Community Articles

roshan1 · ‎07-07-2016

The release of version 1.0 marks another major milestone for Storm. Since becoming an Apache project in Sept 2013, much work has gone into maturing the feature set and also improving performance by reworking or tweaking various components. Some of the notable changes that contribute to improved performance are:

Switch from ZeroMQ to Netty for inter-worker messaging.
Employing batching in Disruptor queues (used for intra-worker messaging)
Optimizations in the clojure code such as employing type hints and reducing expensive clojure lookups in perf sensitive areas.

In this blog we shall take a look at performance improvements in Storm since its incubation into Apache. To quantify this, we shall compare the performance numbers of Storm v.0.9.0.1, which was the last pre-apache release, with the most recent Storm v1.0.1. Storm v.0.9.0.1 has also been used as a reference point for performance comparisons against Heron.

Given the existence of recent efforts to benchmark Storm “at scale”, here we shall examine performance from a different angle. We narrow the focus to some specific core areas of Storm using a collection of simple topologies. To contain the scope, we have limited the scope to Storm core (i.e. no Trident).

Methodology

Each topology was given at least 4 mins of “warm up” execution time before taking measurements. Subsequently, after a minimum of 10 minutes, metrics were captured from the Web UI for the last 10-minute window. The captured numbers have been rounded off for readability. In all cases ACK-ing was enabled with 1 ACKer bolt executor. Throughput (i.e tuples/sec) was calculated by dividing the total ACKs for the 10 min window by 600.

Due to some backward incompatibilities (mostly namespace changes) in Storm, two versions of the topologies were written, one for each Storm version. As a general principle we have avoided configuration tweaks to tune performance and stayed with default values. The only config setting we applied was to set the max heap size of the worker to 8GB to ensure memory.

Setup:

Hardware:

5-node cluster (1 nimbus and 4 supervisor nodes) running Storm v0.9.0.1
5-node cluster (1 nimbus and 4 supervisor nodes) running Storm v1.0.1
3-node Zookeeper cluster

Hardware:

All nodes had the following configuration:

CPU: sockets = 2 sockets, 6 cores per socket, Hyper threaded. Model (2sockets x 6cores x 2 hyper threads = 24). Intel Xeon CPU E5-2630 0 @ 2.30GHz
Memory : 126 GB
Network: 10GigE
Disk: 6 disks. Each 1TB. 7200 RPM.

Measurements:

1- Spout Emit Speed

Here we measure how fast a single spout can emit tuples.

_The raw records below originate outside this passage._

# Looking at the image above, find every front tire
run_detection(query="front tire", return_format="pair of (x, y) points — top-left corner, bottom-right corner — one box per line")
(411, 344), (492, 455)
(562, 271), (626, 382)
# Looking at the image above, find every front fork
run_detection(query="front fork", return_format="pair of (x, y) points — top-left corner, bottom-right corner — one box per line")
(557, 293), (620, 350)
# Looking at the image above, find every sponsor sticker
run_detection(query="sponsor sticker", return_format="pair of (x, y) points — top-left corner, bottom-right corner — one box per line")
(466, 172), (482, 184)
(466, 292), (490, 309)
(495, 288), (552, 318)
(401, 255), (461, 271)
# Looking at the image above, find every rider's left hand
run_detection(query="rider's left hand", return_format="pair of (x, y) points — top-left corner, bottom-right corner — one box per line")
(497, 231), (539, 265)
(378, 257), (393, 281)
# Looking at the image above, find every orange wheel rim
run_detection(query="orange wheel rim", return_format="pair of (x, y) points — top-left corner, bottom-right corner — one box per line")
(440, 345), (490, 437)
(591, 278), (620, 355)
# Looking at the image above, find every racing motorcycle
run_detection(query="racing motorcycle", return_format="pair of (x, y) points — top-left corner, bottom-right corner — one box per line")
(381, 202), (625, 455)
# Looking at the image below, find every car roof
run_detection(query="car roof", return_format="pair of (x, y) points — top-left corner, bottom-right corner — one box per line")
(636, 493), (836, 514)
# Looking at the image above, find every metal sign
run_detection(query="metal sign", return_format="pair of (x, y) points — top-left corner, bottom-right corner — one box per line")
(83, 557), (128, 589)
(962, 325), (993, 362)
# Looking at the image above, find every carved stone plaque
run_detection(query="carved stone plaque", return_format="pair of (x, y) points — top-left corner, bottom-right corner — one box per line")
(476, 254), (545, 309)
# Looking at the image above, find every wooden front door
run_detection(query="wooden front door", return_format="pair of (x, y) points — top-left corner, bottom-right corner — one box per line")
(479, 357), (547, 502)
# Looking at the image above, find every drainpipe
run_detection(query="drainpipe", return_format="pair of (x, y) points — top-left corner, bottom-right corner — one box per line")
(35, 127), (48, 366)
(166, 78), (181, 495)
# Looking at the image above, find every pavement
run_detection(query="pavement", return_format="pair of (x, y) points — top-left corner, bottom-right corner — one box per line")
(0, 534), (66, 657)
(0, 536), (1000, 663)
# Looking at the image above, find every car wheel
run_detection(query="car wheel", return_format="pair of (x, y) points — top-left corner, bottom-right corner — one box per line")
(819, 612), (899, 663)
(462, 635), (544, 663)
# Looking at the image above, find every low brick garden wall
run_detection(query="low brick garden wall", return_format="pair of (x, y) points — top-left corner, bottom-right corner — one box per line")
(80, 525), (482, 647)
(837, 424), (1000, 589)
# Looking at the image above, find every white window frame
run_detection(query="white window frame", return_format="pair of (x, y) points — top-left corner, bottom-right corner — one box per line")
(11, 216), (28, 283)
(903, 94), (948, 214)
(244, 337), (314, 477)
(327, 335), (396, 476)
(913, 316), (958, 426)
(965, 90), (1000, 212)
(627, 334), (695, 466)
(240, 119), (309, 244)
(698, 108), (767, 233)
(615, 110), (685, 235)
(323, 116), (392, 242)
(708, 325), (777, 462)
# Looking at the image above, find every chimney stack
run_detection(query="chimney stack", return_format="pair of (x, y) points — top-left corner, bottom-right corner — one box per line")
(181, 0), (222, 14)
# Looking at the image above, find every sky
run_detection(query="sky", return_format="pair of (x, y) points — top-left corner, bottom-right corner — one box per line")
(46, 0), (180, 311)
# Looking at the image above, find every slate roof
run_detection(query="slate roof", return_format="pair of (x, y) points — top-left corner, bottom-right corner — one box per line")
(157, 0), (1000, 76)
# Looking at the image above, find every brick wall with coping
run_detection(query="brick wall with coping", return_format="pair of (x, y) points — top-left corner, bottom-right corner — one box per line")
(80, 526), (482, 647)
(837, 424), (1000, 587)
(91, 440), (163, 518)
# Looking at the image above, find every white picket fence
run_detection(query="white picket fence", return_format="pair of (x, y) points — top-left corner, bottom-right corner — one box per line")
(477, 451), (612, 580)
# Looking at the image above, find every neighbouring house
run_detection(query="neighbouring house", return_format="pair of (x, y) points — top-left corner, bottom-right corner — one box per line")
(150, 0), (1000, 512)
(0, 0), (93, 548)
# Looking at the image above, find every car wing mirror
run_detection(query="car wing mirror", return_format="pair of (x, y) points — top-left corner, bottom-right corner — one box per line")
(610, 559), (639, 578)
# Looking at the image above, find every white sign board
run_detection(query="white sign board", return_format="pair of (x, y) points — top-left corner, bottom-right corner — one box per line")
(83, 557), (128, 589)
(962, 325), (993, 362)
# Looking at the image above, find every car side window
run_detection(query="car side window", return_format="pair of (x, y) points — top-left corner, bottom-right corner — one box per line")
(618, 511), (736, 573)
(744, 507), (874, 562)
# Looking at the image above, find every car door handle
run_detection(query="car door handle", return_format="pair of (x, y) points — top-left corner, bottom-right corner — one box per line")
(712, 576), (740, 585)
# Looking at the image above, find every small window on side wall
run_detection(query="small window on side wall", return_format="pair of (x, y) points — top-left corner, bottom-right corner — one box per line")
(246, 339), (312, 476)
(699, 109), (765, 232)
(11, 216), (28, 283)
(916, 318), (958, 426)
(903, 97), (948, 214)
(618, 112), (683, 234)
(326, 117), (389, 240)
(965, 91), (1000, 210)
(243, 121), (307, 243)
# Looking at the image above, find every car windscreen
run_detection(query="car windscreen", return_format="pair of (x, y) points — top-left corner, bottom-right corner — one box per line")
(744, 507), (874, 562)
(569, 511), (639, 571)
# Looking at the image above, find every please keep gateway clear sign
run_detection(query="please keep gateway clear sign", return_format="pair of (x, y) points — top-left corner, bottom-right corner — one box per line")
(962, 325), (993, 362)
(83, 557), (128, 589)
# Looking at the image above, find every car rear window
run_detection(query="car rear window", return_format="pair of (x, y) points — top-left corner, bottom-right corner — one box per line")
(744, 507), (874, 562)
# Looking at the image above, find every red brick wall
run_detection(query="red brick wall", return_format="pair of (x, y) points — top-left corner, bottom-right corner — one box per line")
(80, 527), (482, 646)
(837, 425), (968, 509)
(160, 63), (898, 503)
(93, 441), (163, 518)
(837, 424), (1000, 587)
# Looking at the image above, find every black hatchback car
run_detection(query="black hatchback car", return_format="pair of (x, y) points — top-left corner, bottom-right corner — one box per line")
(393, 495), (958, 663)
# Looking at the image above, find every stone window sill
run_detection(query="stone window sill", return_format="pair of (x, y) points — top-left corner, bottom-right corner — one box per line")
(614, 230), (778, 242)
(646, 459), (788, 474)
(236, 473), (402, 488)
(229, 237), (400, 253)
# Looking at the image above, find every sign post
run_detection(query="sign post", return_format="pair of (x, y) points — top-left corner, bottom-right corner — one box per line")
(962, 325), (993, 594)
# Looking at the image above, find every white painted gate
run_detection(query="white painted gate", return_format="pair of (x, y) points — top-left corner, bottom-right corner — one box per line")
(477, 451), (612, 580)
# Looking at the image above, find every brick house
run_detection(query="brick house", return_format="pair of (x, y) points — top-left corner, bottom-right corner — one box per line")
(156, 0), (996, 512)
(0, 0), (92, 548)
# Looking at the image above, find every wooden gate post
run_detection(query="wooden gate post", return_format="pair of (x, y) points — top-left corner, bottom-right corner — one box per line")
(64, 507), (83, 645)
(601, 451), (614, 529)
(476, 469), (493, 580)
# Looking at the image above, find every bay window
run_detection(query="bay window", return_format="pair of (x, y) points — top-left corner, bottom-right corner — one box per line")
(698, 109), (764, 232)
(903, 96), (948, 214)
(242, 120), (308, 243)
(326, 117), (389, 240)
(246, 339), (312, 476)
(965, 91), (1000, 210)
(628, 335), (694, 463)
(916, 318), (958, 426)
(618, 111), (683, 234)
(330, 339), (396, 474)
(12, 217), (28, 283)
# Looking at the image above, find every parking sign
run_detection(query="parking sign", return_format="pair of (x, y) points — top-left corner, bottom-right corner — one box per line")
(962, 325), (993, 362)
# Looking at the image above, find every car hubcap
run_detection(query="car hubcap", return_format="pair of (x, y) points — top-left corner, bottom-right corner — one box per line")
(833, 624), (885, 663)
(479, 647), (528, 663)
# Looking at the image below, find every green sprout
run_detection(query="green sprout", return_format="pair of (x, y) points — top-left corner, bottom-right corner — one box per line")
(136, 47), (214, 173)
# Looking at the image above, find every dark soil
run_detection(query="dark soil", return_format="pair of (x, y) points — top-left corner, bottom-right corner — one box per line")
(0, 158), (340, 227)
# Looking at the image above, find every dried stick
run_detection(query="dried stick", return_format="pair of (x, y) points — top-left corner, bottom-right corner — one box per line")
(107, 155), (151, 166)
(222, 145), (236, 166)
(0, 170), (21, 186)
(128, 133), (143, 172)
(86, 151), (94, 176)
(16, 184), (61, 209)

Topology: This is the simplest topology. It consists of a ConstSpout that repeatedly emits the string “some data” and no bolts. Spout parallelism is set to 1, so there is only one instance of the spout executing. Here we measure the number of emits per second. Latency is not relevant as there are no bolts.

Topology Code:

v0.9.0.1: https://github.com/hortonworks/storm/blob/perftopos0.9.0.1/src/main/java/perftopos/topology/ConstSpo...

v1.0.1: https://github.com/hortonworks/storm/blob/perftopos1.x/examples/storm-starter/src/jvm/org/apache/sto...

Measurements:

v0.9.0.1:

Emit rate: 108 k tuples/sec

v1.0.1:

Emit rate: 3.2 million tuples/sec

2- Messaging Speed (Intra-worker):

The goal is to measure the speed at which tuples can be transferred between a spout and a bolt running within the same worker process.

Topology: Consists of a ConstSpout that repeatedly emits the string “some data” and a DevNull bolt which ACKs every incoming tuple and discards them. The spout, bolt and acker were given 1 executor each. The spout and bolt were both run within the same worker.

Topology Code:

v0.9.0.1: https://github.com/hortonworks/storm/blob/perftopos1.x/examples/storm-starter/src/jvm/org/apache/sto...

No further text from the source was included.